The historical-critical methods of theology he teaches in Europe are the bread and butter of the most prestigious seminaries in the United States, too, including Vanderbilt Divinity School.

Luedemann argues that liberal theology pretends to affirm belief but is based on skeptical methods of scholarship that deny miracles and strip the Bible of supernatural origins.

“It sucks the blood out of the gods and in the end prays only to symbols,” be said.

The Vanderbilt Divinity dean says Luedemann is “marvelously” provocative but guilty of “arrogant presumption” if he thinks people can’t be Christian unless they embrace every traditional creed.

“I’m a great believer that the spirit of God is very active in the world today,” Dean Joseph Hough said. “What Jesus revealed was an extraordinary sensitivity to the presence of the Spirit. His message is that anxiety is misplaced because God is trying to create loving opportunities for people in the world.”

Hough said Luedemann’s analysis assumes Christian belief is static and unchanging, but that only puts limits on how God reveals himself to people.

“People are perceiving God in new ways all the time,” Hough said. “All those things in the ancient creeds – the Resurrection, the Virgin Birth – are being reaffirmed and reinterpreted all the time. More than 50% of the people I know believe most of that, but they reserve the right to interpret it the way they want to.”

Luedemann is also a member of the famous, or infamous, Jesus Seminar, which has declared many of -the New Testament words of Jesus were probably made up by later writers.

Luedemann said the Jesus Seminar vainly tries to “modernize” Jesus, turning him into a wandering philosopher instead of respecting him as a first century figure who is now out of reach.

Luedemann said he still views Jesus as a deeply moving figure, one of the world’s great religious teachers. But he argues Jesus’ grieving disciples, and then hundreds of others, suffered hallucinations after his death and called it the Resurrection.

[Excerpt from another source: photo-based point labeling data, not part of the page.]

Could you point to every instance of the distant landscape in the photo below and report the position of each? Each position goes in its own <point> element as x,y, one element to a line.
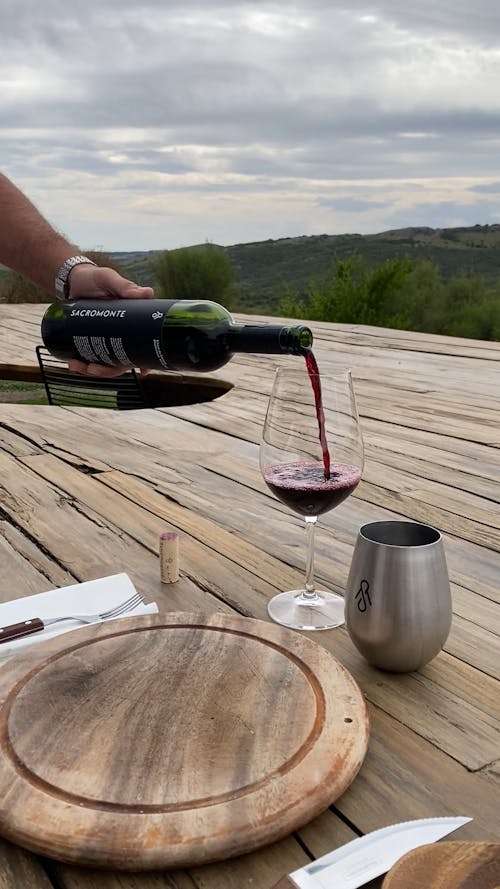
<point>265,271</point>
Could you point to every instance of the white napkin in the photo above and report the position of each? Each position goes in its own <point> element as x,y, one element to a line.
<point>91,597</point>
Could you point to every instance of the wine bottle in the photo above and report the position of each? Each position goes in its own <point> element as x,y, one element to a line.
<point>160,334</point>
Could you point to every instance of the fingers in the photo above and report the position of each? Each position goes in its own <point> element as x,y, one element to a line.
<point>95,282</point>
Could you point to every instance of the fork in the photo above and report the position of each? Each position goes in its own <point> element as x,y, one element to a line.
<point>36,624</point>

One local conservative scholar, Michael Moss of Lipscomb University, applauded Luedemann for saying what conservatives have long suspected, that liberal theology “cuts the guts out of the Gospel itself by jettisoning the miracles from the story.”

Moss argued against Luedemann’s dismissal of the Resurrection.

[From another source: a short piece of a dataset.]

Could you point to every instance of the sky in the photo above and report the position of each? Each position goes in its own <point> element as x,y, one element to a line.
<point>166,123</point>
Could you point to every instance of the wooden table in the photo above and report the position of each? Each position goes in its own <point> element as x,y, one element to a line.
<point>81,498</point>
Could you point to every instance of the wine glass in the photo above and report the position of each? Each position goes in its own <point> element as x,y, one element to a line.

“There were so many witnesses,” said Moss, associate dean of’ Lipscomb’s College of Bible and Ministry. “What do you do with those folks? It’s wishful thinking to say they all had the same hallucination. That can’t explain why they were willing to sacrifice their lives later to tell the Gospel.”

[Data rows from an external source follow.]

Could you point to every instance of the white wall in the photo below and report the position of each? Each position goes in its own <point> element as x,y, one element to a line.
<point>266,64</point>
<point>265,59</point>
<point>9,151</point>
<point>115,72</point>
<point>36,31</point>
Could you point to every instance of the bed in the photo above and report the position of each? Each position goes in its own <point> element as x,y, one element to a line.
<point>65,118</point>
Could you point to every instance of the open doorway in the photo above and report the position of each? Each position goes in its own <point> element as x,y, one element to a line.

Meanwhile, a legal conflict is brewing in Germany between the Protestant church conference and the government over Luedemann’s faculty position at Gottingen.

The church conference has a say in who gets to teach on the theology faculty, but Luedemann’s tenured salary is paid by the state. In a statement released last month the church organization said Luedemann had in effect disqualified himself from teaching ministers-in-training because of his views against the faith. The churches want him off the faculty. Luedemann would remain a university professor there but would be isolated, without students or classes.

Luedemann said he wants to continue on the theology faculty, teaching the technicalities of ancient languages and Bible text analysis, and challenging students.

“It’s a ‘scientific’ approach to the texts. My beliefs wouldn’t matter,” he said.

At Vanderbilt, Hough was asked hypothetically if it would be appropriate for such a nonbelieving scholar to teach at Vanderbilt or other modern divinity schools.

“I wouldn’t rule it out in principle because he’s a fine New Testament scholar, despite some naive personal assumptions,” he said. “But we can’t have teachers renouncing Christianity in the classroom. If he had no sympathy for our mission to train Christian ministers, he’d have to decide whether he could teach in such a classroom. “

Luedemann said people owe it to their integrity to seek truth and risk abandoning cherished beliefs.

“Why are we educating people?” he asked. “Is it just a hobby? Are we interested in truth? It’s cynical to say that society can’t tell the truth to itself

“We live only once. We have to have the courage to seek the knowledge of who we are.”